To understand issues about information accessibility within communities, research studies have examined human, social, and technical factors and contexts by taking a socio-technical view. While this view provides a profound understanding of how people seek, use, and access information, this approach tends to overlook the impact of the larger structures of information landscapes that shape people’s access to information.
Urban renewal was a national initiative from the 1960s through 70s aimed at improving so-called “blighted” areas, and resulted in the displacement of many vibrant communities. While the underlying mechanisms of urban renewal have been examined, there have been very few data-driven, evidence-based studies that take into account the histories and interests of former residents. The “Human Face of Big Data” project started as a digital curation effort to design and develop a web-based, big data platform that provides insights and analytics into the mechanisms of this process.

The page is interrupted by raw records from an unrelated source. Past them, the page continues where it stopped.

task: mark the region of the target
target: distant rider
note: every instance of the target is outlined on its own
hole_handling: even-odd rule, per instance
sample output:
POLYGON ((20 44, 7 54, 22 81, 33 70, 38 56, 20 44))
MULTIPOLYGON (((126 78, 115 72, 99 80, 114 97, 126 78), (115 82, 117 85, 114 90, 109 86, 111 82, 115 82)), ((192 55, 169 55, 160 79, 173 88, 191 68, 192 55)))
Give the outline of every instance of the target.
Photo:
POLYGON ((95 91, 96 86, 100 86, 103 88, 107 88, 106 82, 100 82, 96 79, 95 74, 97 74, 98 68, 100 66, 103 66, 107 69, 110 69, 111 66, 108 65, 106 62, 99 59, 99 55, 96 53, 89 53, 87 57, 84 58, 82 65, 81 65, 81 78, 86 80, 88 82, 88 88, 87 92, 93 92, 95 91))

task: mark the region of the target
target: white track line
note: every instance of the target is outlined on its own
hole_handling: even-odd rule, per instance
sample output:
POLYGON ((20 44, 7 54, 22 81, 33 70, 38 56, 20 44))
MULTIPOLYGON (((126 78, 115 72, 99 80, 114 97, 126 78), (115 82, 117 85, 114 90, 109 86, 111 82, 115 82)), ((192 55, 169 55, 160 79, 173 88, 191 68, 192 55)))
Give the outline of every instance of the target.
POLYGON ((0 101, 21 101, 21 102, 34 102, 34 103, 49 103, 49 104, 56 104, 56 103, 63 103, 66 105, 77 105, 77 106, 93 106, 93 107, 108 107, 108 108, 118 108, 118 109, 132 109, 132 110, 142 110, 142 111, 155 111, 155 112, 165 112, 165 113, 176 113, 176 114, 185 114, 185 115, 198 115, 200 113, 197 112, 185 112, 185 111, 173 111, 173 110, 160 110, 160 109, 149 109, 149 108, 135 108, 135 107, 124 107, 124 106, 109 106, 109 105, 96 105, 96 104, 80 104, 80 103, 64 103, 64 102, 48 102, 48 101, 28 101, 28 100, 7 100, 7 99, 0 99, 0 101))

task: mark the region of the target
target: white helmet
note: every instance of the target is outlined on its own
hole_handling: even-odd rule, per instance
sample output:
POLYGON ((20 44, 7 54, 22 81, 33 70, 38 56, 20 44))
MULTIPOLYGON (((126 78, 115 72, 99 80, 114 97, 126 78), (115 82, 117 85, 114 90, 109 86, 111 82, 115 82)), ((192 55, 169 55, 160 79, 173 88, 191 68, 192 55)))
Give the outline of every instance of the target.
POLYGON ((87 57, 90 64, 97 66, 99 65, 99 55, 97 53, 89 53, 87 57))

Computational Archival Science (CAS) has been proposed as a trans-disciplinary field that combines computational and archival thinking. To provide grounded evidence, a foundational paper explored eight initial themes that constitute potential building blocks. In order for a CAS community to emerge, further studies are needed to test this framework. While the foundational paper for CAS provides a conceptual and theoretical basis of this new field, there is still a need to articulate useful guidelines and checkpoints that validate a CAS research agenda.
The Cycle Atlanta project aims at creating sensor systems that allow a bike to "see" its environment and collect data as a participatory effort so that we can help the City of Atlanta to make informed decisions about biking infrastructures. Specifically, a sensor box equipped with sonars, lidars, PM sensors, gas sensors, gyroscope, accelerometer, and others was developed to detect environmental factors that can give rise to cyclists' stress level. I participated in this project as a Data Science for Social Good (Atlanta's DSSG) Summer fellow in 2017.
Defining neighborhood boundaries within a city is a complex and often subjective task. Neighborhoods boundaries are defined by the people that visit and live in the region, and activities that occur within those boundaries. Depending on the individual or group activity being conducted, these boundaries can change substantially. Transportation and human mobility patterns offer a novel basis on which to explore and delineate neighborhoods.